Após uma primeira investigação feita no ano passado no local onde estão os restos arqueológicos, os analistas realizaram nas últimas semanas novas imersões com o objetivo de traçar desta vez a estratigrafia do naufrágio.

“Estamos só no princípio das escavações, mas temos a convicção de que desse naufrágio emergirão informações muito valiosas”, disse nesta segunda-feira à Agência Efe Stela Demestija, professora de arqueologia submarina na universidade do Chipre e responsável da direção científica da equipe de escavação.

Esse estudo tem relevância histórica quanto à navegação e à economia do Mediterrâneo oriental, já que essa embarcação é um dos poucos restos arqueológicos dos tempos clássicos que se conserva em bom estado.

“Os resultados das escavações darão respostas a dúvidas sobre a vida econômica e marinha da Antigüidade, geradas atualmente não apenas pela pesquisa arqueológica” do Chipre, mas também pela internacional, explicou a especialista.

Demestija destacou que o estudo do navio dará também uma valiosa informação sobre o papel do Chipre nas rotas marítimas na Antigüidade.

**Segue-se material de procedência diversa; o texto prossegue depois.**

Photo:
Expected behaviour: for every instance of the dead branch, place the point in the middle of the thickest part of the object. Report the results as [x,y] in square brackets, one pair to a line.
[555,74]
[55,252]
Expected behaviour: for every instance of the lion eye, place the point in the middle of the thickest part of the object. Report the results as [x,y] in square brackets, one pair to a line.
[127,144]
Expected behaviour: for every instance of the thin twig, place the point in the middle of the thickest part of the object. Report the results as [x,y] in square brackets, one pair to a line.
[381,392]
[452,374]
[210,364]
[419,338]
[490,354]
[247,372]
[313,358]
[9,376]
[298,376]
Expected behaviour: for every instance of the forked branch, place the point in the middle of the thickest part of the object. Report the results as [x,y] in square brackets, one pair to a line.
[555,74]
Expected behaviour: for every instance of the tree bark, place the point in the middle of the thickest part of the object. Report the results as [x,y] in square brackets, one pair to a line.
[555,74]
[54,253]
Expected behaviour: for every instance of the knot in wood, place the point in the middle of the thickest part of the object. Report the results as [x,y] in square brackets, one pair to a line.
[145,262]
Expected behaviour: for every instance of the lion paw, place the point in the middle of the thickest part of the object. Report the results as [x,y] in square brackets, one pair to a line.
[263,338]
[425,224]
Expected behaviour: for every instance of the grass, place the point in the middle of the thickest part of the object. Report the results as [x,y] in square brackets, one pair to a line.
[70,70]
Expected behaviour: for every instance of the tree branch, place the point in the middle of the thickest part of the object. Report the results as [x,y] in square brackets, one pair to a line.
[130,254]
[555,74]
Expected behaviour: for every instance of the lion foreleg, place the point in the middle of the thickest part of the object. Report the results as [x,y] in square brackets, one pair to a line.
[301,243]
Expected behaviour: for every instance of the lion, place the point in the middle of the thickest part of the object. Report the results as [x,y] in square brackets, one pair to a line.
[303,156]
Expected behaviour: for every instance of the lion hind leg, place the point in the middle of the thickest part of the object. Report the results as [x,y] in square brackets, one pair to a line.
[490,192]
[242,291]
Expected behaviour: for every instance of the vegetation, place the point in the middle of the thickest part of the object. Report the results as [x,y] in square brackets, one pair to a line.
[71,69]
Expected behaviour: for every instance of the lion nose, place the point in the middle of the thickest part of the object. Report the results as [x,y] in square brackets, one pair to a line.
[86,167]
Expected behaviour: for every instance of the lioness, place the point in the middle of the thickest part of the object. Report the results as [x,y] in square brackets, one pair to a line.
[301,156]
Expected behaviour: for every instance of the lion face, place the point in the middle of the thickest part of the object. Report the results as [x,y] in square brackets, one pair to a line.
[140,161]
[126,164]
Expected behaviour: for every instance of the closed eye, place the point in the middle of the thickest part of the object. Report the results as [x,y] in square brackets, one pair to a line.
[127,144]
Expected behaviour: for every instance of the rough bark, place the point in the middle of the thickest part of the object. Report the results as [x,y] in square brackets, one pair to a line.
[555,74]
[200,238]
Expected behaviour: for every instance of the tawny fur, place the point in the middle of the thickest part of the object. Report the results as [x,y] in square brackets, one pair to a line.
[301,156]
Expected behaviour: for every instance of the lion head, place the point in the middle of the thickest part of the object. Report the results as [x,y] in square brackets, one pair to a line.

Além disso, será possível investigar as relações entre o norte do mar Egeu e o sudeste do Mediterrâneo, a maneira como o comércio marítimo era feito, assim como o tipo e o tamanho dos navios da época.

Ao naufragar, a embarcação levava como carga 500 contêineres de vinho, enquanto os cientistas suspeitam que haja uma quantidade ainda maior encoberta pela areia.

“Trata-se do naufrágio de um navio que levava a bordo o vinho tinto da ilha grega de Chios, um dos vinhos mais prestigiados da época, envasilhado” com cerâmica, disse Demestija.

Além disso, entre os vasos achados se encontraram também pequenas peças de madeira, provavelmente partes do casco da embarcação.

Sem dúvida, atribuir ao naufrágio uma cronologia precisa é um dos objetivos imediatos dos especialistas, que por enquanto e, segundo o tipo de material encontrado, acreditam que tenha ocorrido entre 350 e 330 a.C, período da administração de Filipe 2º da Macedônia e de seu filho Alexandre Magno.

Em 1960 foi achado o Barco de Kyrenia, ao norte do Chipre, mas seus trabalhos de resgate só começaram oito anos mais tarde.

Graças ao método do carbono e às moedas de bronze encontradas nas escavações, foi possível determinar a época em que a embarcação naufragou.

O Barco de Kyrenia se tornou um dos símbolos da arqueologia desse pequeno país, que hoje inclusive decora com essa imagem as moedas cipriotas.

O caráter insular do Chipre, junto à sua posição geográfica, são dois fatores de grande importância ao longo de sua história milenar e lhe garantiram um papel significativo como enclave comercial para o tráfego marítimo.

Além disso, a riqueza das florestas da ilha contribuiu para que o Chipre se convertesse em um dos centros mais importantes de construção naval da Antigüidade.